On June 25, Cardinal Angelo Amato, prefect of the Congregation for the Causes of Saints, presided at the beatification of three priests martyred by the Nazi regime in 1943. An estimated 5,000 attended an open-air Mass in Lübeck, the northern German city where the three ministered.

A Lutheran pastor, Karl Friedrich Stellbrink, was slain with the three priests.

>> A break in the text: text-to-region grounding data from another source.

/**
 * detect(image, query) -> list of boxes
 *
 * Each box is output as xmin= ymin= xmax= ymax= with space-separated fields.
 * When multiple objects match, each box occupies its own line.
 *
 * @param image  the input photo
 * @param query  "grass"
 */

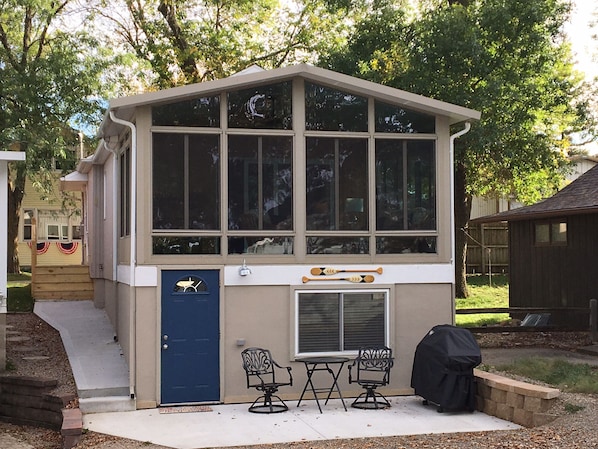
xmin=496 ymin=357 xmax=598 ymax=394
xmin=456 ymin=274 xmax=509 ymax=327
xmin=7 ymin=272 xmax=34 ymax=313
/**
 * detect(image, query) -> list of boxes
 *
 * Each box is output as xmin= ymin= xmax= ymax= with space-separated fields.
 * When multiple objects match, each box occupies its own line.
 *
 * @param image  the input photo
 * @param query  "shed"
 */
xmin=472 ymin=164 xmax=598 ymax=327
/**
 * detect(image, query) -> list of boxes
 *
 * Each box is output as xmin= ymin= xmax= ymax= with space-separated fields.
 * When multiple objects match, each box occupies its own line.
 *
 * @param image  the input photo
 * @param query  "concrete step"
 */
xmin=77 ymin=385 xmax=130 ymax=399
xmin=79 ymin=396 xmax=136 ymax=414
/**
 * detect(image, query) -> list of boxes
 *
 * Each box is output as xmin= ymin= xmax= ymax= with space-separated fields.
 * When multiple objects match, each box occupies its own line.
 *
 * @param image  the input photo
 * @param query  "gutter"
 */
xmin=108 ymin=110 xmax=138 ymax=400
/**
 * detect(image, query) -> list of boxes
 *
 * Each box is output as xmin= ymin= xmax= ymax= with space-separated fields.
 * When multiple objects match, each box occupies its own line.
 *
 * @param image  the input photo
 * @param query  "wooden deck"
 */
xmin=32 ymin=265 xmax=93 ymax=300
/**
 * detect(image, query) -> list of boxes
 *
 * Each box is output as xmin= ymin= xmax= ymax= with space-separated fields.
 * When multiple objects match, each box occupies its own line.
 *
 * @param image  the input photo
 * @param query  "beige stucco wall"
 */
xmin=126 ymin=280 xmax=453 ymax=407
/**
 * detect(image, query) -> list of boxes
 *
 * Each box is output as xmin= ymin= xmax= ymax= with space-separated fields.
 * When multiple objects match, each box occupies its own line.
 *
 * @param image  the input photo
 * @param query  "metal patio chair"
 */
xmin=241 ymin=347 xmax=293 ymax=413
xmin=348 ymin=346 xmax=394 ymax=409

As the time of their beheading approached, Fathers Johannes Prassek, Hermann Lange, and Eduard Müller were permitted to write letters. “What I am about to ask of you, above all on this earth, is this: do not be sad,” Blessed Prassek wrote to his family. “What is waiting for me is joy and good fortune, with which all the happiness and good fortune here on earth cannot compare. It because of this that you too should be happy. My death is not your loss; I could hardly have served you better in my role as a priest. What I could do for you, namely that I prayed for you daily, I shall be able to do all the better from now on.”

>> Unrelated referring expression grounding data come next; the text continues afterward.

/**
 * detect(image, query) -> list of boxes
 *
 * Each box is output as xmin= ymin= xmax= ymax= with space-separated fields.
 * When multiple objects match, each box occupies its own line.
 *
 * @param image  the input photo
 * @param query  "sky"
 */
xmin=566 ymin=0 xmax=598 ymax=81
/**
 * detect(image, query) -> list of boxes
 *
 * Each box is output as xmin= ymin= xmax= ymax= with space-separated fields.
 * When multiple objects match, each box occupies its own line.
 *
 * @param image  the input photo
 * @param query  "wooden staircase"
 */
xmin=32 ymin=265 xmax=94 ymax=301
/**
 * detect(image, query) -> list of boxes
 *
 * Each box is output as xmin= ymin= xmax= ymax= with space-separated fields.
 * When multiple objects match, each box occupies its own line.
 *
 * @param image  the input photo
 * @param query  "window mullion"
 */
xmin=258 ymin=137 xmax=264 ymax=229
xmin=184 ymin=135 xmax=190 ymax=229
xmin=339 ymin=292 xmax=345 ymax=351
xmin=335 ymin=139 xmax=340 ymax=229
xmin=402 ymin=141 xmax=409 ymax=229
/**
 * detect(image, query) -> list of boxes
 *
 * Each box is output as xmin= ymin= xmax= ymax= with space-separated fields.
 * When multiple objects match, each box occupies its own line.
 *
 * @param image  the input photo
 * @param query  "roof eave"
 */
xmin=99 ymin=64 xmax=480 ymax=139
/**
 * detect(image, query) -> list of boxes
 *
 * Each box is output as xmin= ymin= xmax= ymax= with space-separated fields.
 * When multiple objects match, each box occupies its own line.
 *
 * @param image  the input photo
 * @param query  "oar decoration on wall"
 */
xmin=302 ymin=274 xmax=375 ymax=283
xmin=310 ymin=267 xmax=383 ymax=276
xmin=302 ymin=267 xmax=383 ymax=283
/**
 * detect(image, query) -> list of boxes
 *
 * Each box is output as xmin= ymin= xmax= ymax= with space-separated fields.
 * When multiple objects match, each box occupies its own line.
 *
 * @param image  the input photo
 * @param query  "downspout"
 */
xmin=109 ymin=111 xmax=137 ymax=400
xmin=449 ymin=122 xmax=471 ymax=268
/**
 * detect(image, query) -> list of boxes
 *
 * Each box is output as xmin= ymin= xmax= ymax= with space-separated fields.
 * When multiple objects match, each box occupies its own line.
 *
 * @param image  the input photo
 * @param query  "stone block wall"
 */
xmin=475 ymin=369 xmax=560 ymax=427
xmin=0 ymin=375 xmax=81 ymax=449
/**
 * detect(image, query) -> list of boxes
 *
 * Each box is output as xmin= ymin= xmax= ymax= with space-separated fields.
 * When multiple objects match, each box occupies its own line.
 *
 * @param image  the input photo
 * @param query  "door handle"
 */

“I shall now be able to see what I talked about in sermons,” Blessed Lange wrote to his parents. “There will be no more secrets and tormenting riddles. Shall I be able to nestle at the feet of her who was my Mother and guide here on earth? And St. Thérèse, my special friend, will then take me by the hand! Today will be the great return to the Father’s house; why should I not be happy and full of wonder? And I shall see all those again, who were dear to me here on earth and were close to me!”

On June 26, Cardinal Amato traveled to Milan for the beatification of Father Serafino Morazzone, Sister Enrica Alfieri, and Father Clemente Vismara. Blessed Morazzone (1742-1822) was a parish priest who has been compared to St. John Mary Vianney; Blessed Alfieri (1891-1951) brought the light of the Gospel to prisoners. For 65 years, Blessed Vismara (1897-1988) served as a missionary in Burma, where he converted 100 villages to the Catholic faith. In 1983, the bishops of the nation referred to him as the “Patriarch of Burma.”